The subsequent P and Q calculations continue to store data in this manner, updating the write data FIFO 708, P accumulator 1206 in the datapath RAID engine 804 and Q accumulator 1208 in the datapath RAID engine 804 appropriately, until all input bytes have been processed. After all the input bytes have been processed, one additional P transaction of 4 Bytes and one additional Q transaction of 60 Bytes are performed to flush the residue bytes into the Write Data FIFO 708.

P and Q destination alignments are supported to any address alignment and any length. In an embodiment the P and Q destination alignments are performed while maintaining a combined performance of 3GigaBytes/second through the simultaneous calculation of P and Q data, requiring only one set of reads through all the multiple input sources. The destination data is aligned up to the next cache line boundary, so that the write requests and data are efficiently transported through the system. This eliminates the need to also align the data up to the next 4Kilobyte (page) boundary because the page boundary is a multiple of the Cache line boundary. The independent RAID datafetch and RAID datapath engines each calculate the size of the requests based on the descriptor information common to both the datafetch engine and the datapath engine, following the same rules, not requiring additional logic to coordinate the calculation.

An embodiment has been described for RAID 6 that includes generation of P parity and Q parity. In an alternate embodiment, RAID support is provided by using only the P path to perform the XOR operation for RAID 5 while the Q path is disabled. Fig. 15 is a block diagram of embodiment of a system that includes a switch 308 coupled between the RAID engine 304 and a coherent protocol interface 1404. In an embodiment, the coherent protocol interface is QuickPath Interconnect (QPI).

The RAID engine 304 issues read requests to the System Memory 218 through the coherent protocol interface. The coherent protocol interface supports out-of-order completions.

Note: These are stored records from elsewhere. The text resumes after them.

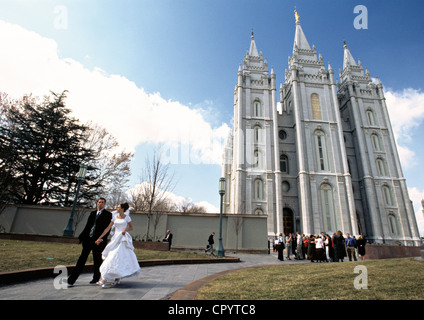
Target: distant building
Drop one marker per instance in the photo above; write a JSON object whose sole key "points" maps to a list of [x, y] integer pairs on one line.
{"points": [[324, 158]]}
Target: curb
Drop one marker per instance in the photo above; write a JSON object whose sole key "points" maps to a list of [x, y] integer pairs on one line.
{"points": [[12, 277]]}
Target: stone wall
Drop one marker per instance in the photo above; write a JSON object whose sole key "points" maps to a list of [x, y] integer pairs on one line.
{"points": [[190, 231]]}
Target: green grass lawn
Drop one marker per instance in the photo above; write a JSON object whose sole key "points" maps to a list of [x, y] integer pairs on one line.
{"points": [[399, 279], [21, 255]]}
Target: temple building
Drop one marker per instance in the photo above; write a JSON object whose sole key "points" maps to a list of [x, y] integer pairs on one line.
{"points": [[321, 159]]}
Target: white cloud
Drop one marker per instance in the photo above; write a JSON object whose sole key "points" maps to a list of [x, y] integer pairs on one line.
{"points": [[406, 110], [30, 64], [176, 199]]}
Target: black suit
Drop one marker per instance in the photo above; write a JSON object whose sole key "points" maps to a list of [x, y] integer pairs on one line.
{"points": [[168, 238], [88, 244]]}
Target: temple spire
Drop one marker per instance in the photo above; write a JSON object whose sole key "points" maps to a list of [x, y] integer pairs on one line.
{"points": [[253, 51], [300, 40], [348, 58]]}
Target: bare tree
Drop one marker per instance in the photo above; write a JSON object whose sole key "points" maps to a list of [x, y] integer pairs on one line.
{"points": [[113, 166], [157, 185], [238, 221]]}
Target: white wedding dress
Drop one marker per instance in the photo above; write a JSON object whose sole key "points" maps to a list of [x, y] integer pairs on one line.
{"points": [[120, 260]]}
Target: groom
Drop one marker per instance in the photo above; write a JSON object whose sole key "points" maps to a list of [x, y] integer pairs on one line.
{"points": [[97, 222]]}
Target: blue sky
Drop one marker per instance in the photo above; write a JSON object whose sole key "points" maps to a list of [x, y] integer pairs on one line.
{"points": [[183, 56]]}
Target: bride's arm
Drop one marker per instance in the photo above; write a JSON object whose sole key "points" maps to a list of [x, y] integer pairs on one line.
{"points": [[128, 228], [104, 233]]}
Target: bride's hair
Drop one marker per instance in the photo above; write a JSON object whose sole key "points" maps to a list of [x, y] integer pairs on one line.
{"points": [[124, 206]]}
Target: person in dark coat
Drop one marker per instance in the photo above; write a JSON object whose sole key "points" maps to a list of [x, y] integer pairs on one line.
{"points": [[168, 238], [360, 244], [339, 247], [97, 222]]}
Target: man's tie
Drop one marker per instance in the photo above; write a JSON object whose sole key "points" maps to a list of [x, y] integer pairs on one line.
{"points": [[94, 225]]}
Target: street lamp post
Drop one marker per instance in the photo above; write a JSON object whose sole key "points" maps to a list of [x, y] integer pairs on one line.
{"points": [[69, 230], [220, 250]]}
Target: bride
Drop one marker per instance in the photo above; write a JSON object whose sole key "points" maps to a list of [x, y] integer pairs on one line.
{"points": [[119, 258]]}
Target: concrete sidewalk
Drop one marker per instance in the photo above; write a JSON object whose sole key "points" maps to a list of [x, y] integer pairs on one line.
{"points": [[154, 283]]}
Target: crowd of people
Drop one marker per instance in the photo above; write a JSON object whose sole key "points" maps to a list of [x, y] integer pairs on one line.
{"points": [[320, 247]]}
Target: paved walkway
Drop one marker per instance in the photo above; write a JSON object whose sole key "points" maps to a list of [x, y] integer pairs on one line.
{"points": [[154, 283]]}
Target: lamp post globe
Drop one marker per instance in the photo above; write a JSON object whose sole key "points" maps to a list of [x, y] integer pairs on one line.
{"points": [[220, 251]]}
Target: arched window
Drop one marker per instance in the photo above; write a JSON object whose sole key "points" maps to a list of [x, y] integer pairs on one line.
{"points": [[387, 195], [257, 109], [258, 160], [284, 164], [321, 150], [371, 118], [393, 224], [257, 134], [259, 212], [327, 203], [259, 190], [381, 167], [376, 143], [316, 107]]}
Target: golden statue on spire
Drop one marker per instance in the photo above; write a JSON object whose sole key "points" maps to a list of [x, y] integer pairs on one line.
{"points": [[296, 14]]}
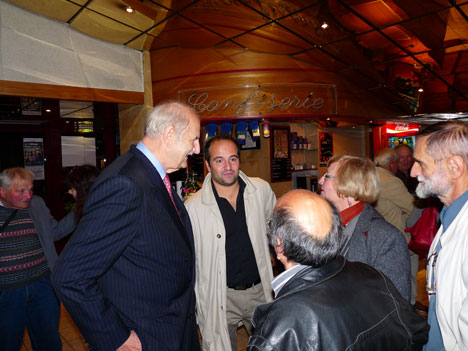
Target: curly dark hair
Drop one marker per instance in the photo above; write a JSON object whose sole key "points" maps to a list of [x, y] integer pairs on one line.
{"points": [[81, 178]]}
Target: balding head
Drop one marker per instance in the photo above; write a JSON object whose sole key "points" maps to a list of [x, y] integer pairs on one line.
{"points": [[311, 212], [308, 228]]}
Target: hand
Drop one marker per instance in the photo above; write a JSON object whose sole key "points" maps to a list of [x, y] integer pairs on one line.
{"points": [[132, 344]]}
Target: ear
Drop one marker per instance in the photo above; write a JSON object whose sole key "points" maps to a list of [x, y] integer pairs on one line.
{"points": [[278, 247], [169, 135], [456, 166]]}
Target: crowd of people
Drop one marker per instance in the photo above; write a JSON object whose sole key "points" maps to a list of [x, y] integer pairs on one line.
{"points": [[145, 271]]}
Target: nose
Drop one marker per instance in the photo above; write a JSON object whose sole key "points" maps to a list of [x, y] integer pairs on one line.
{"points": [[196, 147], [322, 180], [415, 170]]}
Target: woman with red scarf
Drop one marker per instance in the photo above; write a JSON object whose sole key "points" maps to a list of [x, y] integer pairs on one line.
{"points": [[352, 185]]}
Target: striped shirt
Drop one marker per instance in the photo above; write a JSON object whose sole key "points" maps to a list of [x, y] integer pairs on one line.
{"points": [[22, 258]]}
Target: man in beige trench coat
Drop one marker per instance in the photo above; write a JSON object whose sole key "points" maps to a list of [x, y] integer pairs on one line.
{"points": [[233, 262]]}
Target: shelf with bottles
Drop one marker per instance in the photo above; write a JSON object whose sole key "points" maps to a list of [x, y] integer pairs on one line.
{"points": [[299, 142], [311, 149]]}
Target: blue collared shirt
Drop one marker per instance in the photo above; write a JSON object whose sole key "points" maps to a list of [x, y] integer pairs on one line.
{"points": [[447, 216], [154, 161]]}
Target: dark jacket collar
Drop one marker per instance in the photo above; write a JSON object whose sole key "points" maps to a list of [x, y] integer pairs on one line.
{"points": [[312, 276]]}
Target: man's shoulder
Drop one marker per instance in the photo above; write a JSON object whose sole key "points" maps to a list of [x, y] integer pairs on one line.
{"points": [[256, 182], [128, 164], [376, 223], [193, 201]]}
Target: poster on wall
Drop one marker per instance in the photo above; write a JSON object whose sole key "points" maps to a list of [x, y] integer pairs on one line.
{"points": [[326, 147], [33, 151]]}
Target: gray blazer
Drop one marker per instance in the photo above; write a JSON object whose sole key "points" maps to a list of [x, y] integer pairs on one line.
{"points": [[49, 230], [379, 244]]}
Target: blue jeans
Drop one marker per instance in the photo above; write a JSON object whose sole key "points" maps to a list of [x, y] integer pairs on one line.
{"points": [[35, 307]]}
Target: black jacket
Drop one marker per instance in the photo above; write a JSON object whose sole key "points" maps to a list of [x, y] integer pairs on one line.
{"points": [[340, 306]]}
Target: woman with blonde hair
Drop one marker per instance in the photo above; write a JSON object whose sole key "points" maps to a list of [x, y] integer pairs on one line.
{"points": [[352, 185]]}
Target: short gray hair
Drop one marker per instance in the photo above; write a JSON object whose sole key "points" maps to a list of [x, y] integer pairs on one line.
{"points": [[446, 139], [7, 176], [300, 246], [170, 113], [385, 156]]}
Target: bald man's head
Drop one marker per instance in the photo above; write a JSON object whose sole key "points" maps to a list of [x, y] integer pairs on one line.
{"points": [[311, 212], [308, 228]]}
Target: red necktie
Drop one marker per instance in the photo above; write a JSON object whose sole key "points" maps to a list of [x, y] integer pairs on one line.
{"points": [[167, 183]]}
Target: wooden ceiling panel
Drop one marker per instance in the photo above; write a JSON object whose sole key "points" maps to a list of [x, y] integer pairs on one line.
{"points": [[98, 26], [60, 10]]}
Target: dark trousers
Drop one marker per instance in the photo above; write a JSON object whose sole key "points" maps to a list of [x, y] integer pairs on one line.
{"points": [[35, 307]]}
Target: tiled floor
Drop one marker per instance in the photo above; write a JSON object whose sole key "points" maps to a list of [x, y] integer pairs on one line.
{"points": [[72, 340]]}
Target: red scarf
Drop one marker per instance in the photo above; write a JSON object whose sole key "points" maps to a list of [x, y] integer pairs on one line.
{"points": [[351, 212]]}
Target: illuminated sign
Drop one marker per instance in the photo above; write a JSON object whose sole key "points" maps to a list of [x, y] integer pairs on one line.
{"points": [[262, 100], [402, 128]]}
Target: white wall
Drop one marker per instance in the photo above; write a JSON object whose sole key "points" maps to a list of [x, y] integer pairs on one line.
{"points": [[37, 49]]}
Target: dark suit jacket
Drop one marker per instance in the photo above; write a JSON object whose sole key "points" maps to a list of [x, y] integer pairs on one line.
{"points": [[382, 246], [130, 265]]}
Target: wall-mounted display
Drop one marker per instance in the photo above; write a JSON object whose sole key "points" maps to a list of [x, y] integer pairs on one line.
{"points": [[280, 154]]}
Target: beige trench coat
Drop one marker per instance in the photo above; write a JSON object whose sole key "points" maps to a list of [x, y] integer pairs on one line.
{"points": [[209, 235]]}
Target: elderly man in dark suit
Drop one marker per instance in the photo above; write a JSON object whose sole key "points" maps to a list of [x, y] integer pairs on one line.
{"points": [[127, 275]]}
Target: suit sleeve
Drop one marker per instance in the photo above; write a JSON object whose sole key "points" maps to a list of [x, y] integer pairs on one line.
{"points": [[55, 229], [105, 230], [270, 201], [392, 256]]}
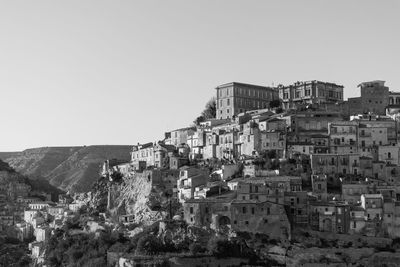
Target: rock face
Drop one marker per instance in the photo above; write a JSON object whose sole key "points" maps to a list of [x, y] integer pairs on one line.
{"points": [[72, 169], [137, 196]]}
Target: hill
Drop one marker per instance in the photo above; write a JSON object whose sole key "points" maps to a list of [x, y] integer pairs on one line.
{"points": [[68, 168]]}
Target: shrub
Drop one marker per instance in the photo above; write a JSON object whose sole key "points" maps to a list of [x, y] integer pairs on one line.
{"points": [[196, 248], [149, 244]]}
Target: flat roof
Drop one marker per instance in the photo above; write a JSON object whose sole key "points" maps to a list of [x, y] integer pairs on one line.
{"points": [[243, 84]]}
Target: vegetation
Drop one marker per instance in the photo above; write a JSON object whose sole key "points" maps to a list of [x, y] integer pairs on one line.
{"points": [[13, 252], [209, 112]]}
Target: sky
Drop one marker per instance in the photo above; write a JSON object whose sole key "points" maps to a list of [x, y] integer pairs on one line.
{"points": [[91, 72]]}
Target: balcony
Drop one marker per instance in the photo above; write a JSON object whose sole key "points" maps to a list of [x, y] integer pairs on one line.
{"points": [[365, 134]]}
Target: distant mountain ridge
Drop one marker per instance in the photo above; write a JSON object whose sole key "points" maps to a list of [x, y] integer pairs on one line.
{"points": [[68, 168]]}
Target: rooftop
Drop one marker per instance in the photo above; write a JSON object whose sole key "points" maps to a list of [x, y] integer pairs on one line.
{"points": [[243, 84]]}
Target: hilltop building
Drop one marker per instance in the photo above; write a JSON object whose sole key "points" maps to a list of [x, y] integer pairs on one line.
{"points": [[234, 98], [310, 92]]}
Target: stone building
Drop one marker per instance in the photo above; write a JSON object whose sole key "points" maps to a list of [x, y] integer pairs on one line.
{"points": [[296, 205], [239, 215], [310, 92], [234, 98], [180, 136], [374, 99], [270, 189], [343, 137], [331, 216], [320, 187], [335, 165], [189, 179], [150, 154]]}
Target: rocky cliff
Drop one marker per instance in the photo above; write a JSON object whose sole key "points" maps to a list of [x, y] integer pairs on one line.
{"points": [[72, 169]]}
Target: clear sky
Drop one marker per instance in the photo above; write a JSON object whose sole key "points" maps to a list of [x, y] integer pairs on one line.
{"points": [[121, 72]]}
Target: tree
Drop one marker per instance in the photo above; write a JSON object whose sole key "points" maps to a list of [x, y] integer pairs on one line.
{"points": [[209, 112], [275, 103], [148, 244]]}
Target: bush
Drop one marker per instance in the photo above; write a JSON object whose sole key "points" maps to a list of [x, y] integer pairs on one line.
{"points": [[196, 248], [149, 245], [219, 247]]}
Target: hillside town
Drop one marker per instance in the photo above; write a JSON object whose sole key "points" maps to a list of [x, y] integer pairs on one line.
{"points": [[271, 161]]}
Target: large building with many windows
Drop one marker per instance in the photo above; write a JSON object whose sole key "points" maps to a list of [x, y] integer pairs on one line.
{"points": [[310, 92], [234, 98]]}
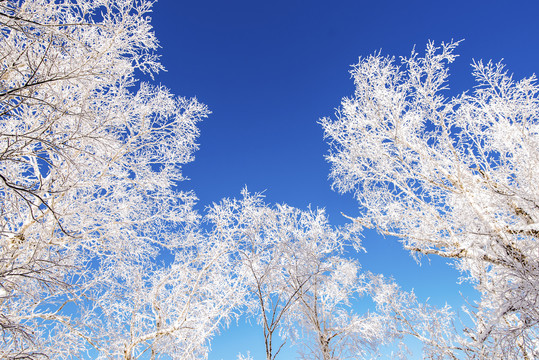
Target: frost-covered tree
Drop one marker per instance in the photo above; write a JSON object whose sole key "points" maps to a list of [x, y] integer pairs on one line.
{"points": [[270, 242], [90, 163], [455, 177], [299, 285]]}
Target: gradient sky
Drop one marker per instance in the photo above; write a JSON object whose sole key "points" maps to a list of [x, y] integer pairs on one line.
{"points": [[268, 70]]}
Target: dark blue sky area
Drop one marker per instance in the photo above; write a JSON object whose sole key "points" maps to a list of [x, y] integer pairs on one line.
{"points": [[268, 70]]}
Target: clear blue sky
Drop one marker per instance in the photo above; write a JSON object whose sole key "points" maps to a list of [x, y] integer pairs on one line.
{"points": [[268, 70]]}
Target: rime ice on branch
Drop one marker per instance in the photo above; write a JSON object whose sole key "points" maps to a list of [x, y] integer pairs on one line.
{"points": [[455, 177]]}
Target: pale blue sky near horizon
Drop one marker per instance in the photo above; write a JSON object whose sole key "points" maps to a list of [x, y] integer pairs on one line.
{"points": [[269, 70]]}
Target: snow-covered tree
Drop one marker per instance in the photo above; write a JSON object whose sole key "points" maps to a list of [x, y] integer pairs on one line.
{"points": [[299, 284], [270, 242], [456, 177], [90, 163]]}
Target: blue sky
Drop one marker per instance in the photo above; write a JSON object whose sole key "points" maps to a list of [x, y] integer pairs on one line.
{"points": [[268, 70]]}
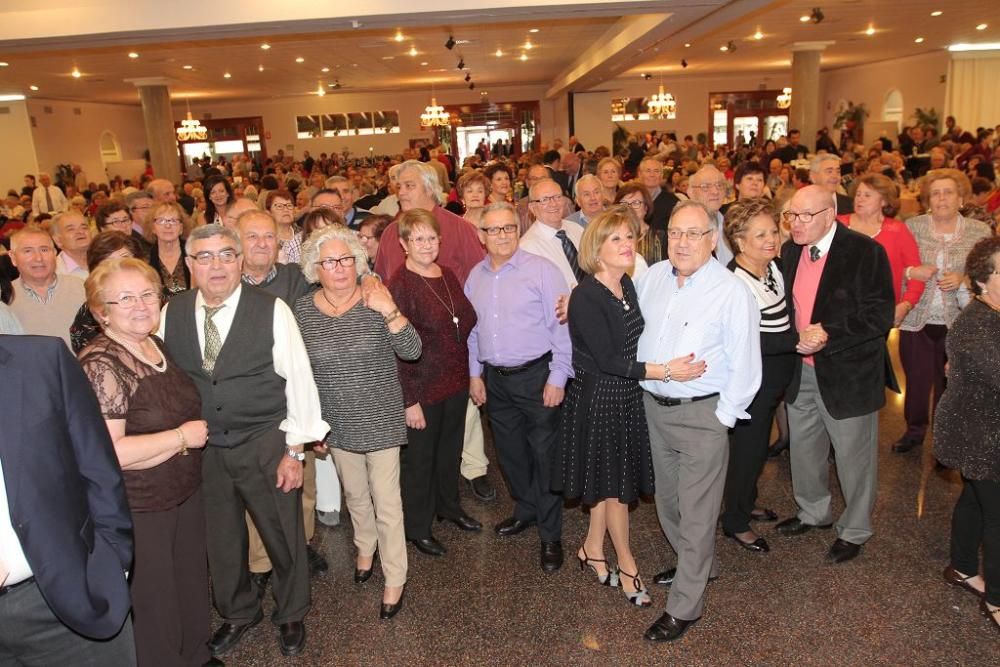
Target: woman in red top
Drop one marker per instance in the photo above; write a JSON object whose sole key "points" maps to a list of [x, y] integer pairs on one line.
{"points": [[876, 200], [436, 386]]}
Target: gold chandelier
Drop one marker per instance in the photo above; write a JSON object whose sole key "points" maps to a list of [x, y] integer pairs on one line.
{"points": [[662, 105]]}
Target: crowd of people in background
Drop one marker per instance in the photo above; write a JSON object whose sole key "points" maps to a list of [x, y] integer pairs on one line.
{"points": [[271, 333]]}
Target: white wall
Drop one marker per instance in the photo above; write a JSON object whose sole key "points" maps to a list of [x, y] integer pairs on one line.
{"points": [[63, 136], [18, 147]]}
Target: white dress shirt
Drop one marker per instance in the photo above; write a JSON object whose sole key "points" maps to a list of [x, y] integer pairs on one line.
{"points": [[303, 422], [540, 239], [713, 315]]}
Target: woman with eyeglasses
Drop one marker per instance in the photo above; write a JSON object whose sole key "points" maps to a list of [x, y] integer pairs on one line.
{"points": [[361, 396], [153, 413], [165, 228]]}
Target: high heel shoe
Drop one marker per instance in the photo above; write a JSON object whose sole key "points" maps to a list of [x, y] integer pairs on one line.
{"points": [[640, 598], [609, 578]]}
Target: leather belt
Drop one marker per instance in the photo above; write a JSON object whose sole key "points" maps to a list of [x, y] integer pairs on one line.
{"points": [[7, 589], [668, 402], [514, 370]]}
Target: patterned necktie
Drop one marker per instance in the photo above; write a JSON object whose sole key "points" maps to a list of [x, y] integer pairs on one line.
{"points": [[213, 342], [570, 251]]}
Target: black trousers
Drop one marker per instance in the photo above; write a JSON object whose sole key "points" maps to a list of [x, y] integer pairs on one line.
{"points": [[526, 435], [974, 523], [429, 466], [242, 479], [170, 607], [748, 443]]}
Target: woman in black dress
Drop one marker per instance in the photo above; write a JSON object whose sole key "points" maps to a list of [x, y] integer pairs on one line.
{"points": [[604, 445]]}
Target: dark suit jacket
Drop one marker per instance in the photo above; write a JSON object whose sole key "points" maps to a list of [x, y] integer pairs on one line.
{"points": [[855, 304], [64, 485]]}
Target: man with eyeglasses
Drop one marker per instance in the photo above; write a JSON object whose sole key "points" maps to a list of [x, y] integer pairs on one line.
{"points": [[519, 362], [842, 305], [243, 349], [702, 322], [708, 187], [550, 236]]}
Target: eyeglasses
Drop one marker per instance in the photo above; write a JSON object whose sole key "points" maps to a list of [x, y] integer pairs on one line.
{"points": [[494, 231], [693, 235], [226, 256], [805, 216], [330, 263], [131, 300]]}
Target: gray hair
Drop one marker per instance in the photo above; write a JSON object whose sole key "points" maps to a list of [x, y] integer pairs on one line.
{"points": [[209, 231], [429, 177], [310, 250]]}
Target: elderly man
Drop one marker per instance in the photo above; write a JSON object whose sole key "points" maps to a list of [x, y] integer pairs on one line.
{"points": [[824, 172], [651, 176], [588, 197], [842, 303], [47, 198], [703, 323], [526, 355], [708, 188], [551, 237], [259, 236], [243, 350], [45, 303], [72, 234]]}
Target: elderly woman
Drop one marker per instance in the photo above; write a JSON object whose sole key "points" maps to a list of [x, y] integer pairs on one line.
{"points": [[361, 396], [609, 171], [165, 228], [967, 432], [944, 239], [604, 457], [651, 243], [435, 387], [876, 201], [153, 413], [751, 228], [107, 245]]}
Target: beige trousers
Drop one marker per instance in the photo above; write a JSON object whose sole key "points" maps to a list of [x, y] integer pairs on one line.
{"points": [[371, 491], [259, 562]]}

Out-of-order completions are tracked and associated with multiple transactions even within a single source for a given descriptor 400, 500. The RAID Engine 304 handles read completions that come back out-of-order even though the requests to the system memory 218 are issued in order.

In an embodiment, there are multiple outstanding transactions for a given source, that is, multiple sources have transactions pending. A source does not block the forward progress of other sources. Out-of-order completion returns are tracked to generate the destination data. In an embodiment, the tracking is performed using a source number 1406 and a transaction number 1408 within the source in order to correctly generate the correct destination data for RAID.

The combination of the RAID Engine 304 and the Switch 308 simplify the handling of data from up-to N sources to meet the bandwidth requirements for

RAID5/RAID6. In an embodiment N is 10.

The RAID datafetch engine 802 in the RAID engine 304 translates the number of bytes transferred into a number of cache lines to be issued per source. In an embodiment, the cache line size is 64Bytes. However, the cache line is not limited to 64 bytes, it may be any multiple of 2 N bytes. Next, the RAID datafetch engine 802 in the RAID engine 304 presents the transaction to the switch 308 and identifies the source.

The switch 308 assigns a tag to the transaction based on the source number 1406. The switch 308 also assigns a tag to the transaction based on the transaction number 1408 for the source because multiple transactions can be pending and in flight for the same source.

The switch 308 divides a single physical FIFO into a plurality of logical FIFOs with each logical FIFO associated with a different source as shown in Fig. 13. For example, in an embodiment, the single physical completion FIFO is divided into N different logical FIFOs with each logical FIFO corresponding to one of the N different sources. Also, each of the logical FIFOs is further divided into multiple transaction FIFOs per source. For example, in an embodiment with four pending transactions per source, the single logical source FIFO is divided into four different logical partitions and tracked separately.

Next, the switch 308 presents the transaction to the coherent protocol interface 1404. The coherent protocol interface 1404 fetches the data from System Memory 218. As the data read from system memory 218 is returned out of order, the Switch 308 decodes which source the returned data is associated with based on the returned tag for that completion. The switch 308 looks at the transaction tag to determine which logical partition in the source logical FIFO the completed transaction corresponds to.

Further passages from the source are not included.